Since you cant find one of these for real in the states, I want to build one for my back yard. The pic I posted is the style I want to build from wood and metal. Going to use an old basketball hoop pole for the mounting pole. If anybody has one of these near thier home in Europe or has a online source for dimensional data, please let me know. Thanks Mike


----------



## chuck n (Jan 2, 2008)

Mike

If you measure the diameter of your basket ball pole, you could use that to scale up the dimensions of everything in your picture from the diameter of the pole in the picture.

Chuck


----------



## chuck n (Jan 2, 2008)

I just took some measurements off your picture.

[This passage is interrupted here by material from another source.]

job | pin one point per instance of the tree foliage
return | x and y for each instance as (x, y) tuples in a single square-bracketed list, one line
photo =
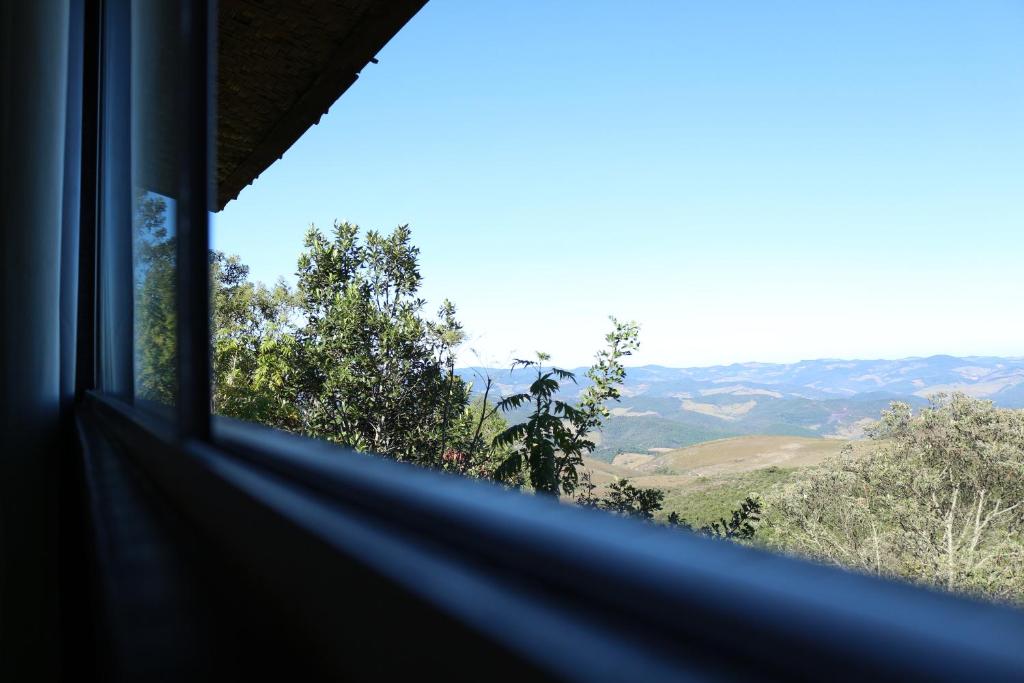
[(547, 449), (374, 373), (940, 499)]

If we use 1 to represent the diameter of your post then the following numbers can be multiplied by the diameter of your post to get the dimensions you need. My neighbor has a basket ball post and it is 3.5 inches in diameter.

Cross buck arms (units) ----- size based upon a 3.5" diameter post
width 1.8 ----- 3.5*1.8=6.3"
length 14 ----- 49"
length of red tip 3 ----- 10.5"


Shield
width 10 ----- 35"
height 8 ----- 28"

Sorry my table didn't format with the spacing I wanted. I inserted the dashes to separate the columns.

I can't find my protractor so I can't help with the angle.

Chuck


----------



## ntpntpntp (Jan 14, 2008)

I found this deep within a pdf here: 
http://www.gesetze-im-internet.de/bundesrecht/ebo/gesamt.pdf dimensions are in millimetres.


----------



## Mike Toney (Feb 25, 2009)

perfect, thanks!


----------